Conclusion: decoding remains a separate bottleneck. The current xtrain sampler only supports greedy and temperature sampling; top-p and repetition penalty exist in xserv's chat path, but not in the raw xtrain sampler or xserv-cli path used for weight validation. A clean next step is to add a raw generation tool with temperature/top-p/repetition-penalty so decoding experiments do not depend on chat templates.

xserv Validation

Registry path:

/opt/wjh/projects/tiny-models/v10-fineweb-edu-dim1280-gqa-data6765

Files:

  • config.json
  • model.safetensors (BF16, 201 tensors, 927MB)
  • tokenizer.json
  • xtrain.ckpt (fp32 master checkpoint, 1.9GB)
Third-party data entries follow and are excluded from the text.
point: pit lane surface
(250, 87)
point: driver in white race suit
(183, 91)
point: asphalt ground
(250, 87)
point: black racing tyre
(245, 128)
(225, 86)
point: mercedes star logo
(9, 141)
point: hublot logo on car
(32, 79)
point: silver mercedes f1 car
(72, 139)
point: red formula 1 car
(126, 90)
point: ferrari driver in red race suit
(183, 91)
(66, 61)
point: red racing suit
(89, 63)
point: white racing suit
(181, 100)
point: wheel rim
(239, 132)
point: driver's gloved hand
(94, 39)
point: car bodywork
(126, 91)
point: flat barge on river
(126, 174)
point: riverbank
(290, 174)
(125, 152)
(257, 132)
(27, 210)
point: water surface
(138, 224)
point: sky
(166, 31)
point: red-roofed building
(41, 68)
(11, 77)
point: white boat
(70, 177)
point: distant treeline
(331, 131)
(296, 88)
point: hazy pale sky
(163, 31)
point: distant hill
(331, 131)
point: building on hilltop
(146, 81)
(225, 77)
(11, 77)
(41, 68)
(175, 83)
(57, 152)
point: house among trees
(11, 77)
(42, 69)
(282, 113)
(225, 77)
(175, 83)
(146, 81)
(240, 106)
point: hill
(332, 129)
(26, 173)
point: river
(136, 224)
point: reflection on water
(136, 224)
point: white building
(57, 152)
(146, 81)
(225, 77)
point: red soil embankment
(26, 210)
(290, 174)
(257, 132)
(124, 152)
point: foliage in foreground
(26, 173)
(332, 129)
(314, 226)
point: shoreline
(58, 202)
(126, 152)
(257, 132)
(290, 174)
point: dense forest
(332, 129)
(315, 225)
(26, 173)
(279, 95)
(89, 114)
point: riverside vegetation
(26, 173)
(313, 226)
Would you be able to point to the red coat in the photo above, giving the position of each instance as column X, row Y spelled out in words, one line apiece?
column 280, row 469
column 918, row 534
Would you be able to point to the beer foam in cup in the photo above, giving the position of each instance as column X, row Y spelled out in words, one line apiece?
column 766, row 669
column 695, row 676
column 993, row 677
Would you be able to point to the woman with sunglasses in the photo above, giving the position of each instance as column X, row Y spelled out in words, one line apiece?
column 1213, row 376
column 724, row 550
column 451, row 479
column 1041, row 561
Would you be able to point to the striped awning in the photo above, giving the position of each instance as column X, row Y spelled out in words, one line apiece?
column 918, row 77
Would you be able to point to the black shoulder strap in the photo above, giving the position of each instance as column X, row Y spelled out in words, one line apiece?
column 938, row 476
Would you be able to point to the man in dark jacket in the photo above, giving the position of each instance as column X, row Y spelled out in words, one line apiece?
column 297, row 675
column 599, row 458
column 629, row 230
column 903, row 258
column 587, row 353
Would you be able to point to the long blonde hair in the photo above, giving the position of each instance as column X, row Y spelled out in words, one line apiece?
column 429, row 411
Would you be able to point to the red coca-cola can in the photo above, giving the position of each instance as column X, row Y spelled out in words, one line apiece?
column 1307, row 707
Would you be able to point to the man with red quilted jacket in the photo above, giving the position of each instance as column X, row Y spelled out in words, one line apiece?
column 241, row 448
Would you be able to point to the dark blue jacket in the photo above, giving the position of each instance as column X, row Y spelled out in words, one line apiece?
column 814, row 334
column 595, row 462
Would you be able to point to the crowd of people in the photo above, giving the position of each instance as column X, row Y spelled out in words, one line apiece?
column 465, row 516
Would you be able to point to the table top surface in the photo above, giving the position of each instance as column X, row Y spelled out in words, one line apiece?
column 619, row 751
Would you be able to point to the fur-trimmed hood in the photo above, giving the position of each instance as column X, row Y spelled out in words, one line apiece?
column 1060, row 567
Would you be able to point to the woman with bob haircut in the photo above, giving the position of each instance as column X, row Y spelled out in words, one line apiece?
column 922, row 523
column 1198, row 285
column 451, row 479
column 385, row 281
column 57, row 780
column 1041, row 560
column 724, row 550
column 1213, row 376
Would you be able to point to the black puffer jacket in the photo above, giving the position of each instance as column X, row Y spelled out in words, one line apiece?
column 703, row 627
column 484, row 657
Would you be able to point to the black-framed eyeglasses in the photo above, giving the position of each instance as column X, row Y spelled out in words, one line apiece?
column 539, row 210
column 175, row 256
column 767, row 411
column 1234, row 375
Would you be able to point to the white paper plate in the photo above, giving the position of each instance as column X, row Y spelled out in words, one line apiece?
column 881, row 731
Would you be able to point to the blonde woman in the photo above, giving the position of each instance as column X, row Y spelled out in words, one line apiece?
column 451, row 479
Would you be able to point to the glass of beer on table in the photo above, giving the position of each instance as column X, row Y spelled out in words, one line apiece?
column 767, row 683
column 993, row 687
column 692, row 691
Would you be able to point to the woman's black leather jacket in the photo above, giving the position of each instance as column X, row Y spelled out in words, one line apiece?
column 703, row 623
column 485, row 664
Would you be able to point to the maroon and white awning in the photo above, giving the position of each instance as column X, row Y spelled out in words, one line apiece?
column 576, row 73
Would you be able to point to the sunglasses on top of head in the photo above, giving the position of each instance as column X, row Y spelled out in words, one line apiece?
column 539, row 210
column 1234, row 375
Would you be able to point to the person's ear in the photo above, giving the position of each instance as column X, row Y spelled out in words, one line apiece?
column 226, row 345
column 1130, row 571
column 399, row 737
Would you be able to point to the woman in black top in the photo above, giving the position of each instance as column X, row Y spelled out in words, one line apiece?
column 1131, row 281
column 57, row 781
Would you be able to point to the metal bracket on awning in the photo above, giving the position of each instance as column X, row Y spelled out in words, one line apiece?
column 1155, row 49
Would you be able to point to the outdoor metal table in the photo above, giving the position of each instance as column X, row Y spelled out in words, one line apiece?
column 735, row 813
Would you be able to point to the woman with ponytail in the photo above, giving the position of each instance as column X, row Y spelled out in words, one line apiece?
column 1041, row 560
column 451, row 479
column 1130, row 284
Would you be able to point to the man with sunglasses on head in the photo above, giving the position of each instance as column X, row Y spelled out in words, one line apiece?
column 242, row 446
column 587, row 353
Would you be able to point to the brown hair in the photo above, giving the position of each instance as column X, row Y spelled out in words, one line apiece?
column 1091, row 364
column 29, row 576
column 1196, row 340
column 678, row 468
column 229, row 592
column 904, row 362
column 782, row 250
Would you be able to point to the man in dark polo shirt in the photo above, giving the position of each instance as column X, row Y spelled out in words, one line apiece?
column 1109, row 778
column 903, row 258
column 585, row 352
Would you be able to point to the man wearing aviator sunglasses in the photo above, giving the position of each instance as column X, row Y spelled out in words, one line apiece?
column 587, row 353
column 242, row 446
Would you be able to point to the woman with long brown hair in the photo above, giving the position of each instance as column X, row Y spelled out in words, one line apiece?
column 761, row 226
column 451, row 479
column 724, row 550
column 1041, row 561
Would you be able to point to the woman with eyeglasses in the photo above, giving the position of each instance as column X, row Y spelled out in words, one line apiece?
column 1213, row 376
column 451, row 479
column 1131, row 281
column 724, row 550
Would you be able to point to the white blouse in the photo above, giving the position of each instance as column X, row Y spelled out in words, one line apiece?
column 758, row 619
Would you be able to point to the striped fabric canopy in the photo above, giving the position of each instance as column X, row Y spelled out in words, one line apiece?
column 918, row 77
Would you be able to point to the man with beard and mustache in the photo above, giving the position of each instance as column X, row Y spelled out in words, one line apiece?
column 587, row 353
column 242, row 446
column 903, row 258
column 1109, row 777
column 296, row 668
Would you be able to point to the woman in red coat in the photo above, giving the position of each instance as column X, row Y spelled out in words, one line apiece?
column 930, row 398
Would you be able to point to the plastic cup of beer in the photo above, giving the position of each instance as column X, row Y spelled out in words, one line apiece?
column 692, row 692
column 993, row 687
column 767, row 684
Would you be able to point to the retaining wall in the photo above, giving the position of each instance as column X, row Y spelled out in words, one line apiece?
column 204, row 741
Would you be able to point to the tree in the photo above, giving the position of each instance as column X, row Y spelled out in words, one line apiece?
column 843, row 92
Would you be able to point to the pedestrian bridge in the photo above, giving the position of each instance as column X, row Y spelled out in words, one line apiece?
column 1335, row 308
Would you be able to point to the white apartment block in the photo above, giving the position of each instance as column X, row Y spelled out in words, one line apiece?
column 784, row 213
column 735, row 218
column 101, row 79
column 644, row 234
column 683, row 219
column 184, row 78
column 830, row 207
xserv loads v10 as true GQA:

Model: qwen3, layers=18, hidden=1280, heads=40/10 kv, vocab=50257
Loaded 201 tensors
Ready (KV cache, dtype=bf16).

v11 Feasibility: Bigger Model + Longer Context

A v11 smoke test prioritized the user's chosen direction: larger model plus longer context.

Candidate:

item value
dim / layers 1536 / 20
heads / kv_heads 48 / 12
ffn 6144
core / total params 684.26M / 838.65M
stack bf16 + recompute + flash + accum + 8 GPU DDP

Smoke results:

seq batch / accum effective batch peak mem tok/s result
512 64 / 4 256 30530 MiB 44.7K 50 steps OK
1024 32 / 8 256 30530 MiB 31.0K 20 steps OK

Both fit, but the memory margin is thin on 32GB RTX 5090. Expected one-epoch wall clock on 6.76B tokens:

  • seq512: roughly 42h
  • seq1024: roughly 61h

Recommendation: make v11 a controlled run, not a blind launch. Use fixed eval v1, keep data fixed, and choose either:

  1. v11a practical: dim1536/20L, seq512, batch64/accum4. Faster, still doubles context over v10.
  2. v11b long-context: dim1536/20L, seq1024, batch32/accum8. More aligned with "long context", but ~2.5 days and tight memory.

For scientific clarity, v11 should not append more data before training; use the current 6.765B train cache while preserving fixed eval v1.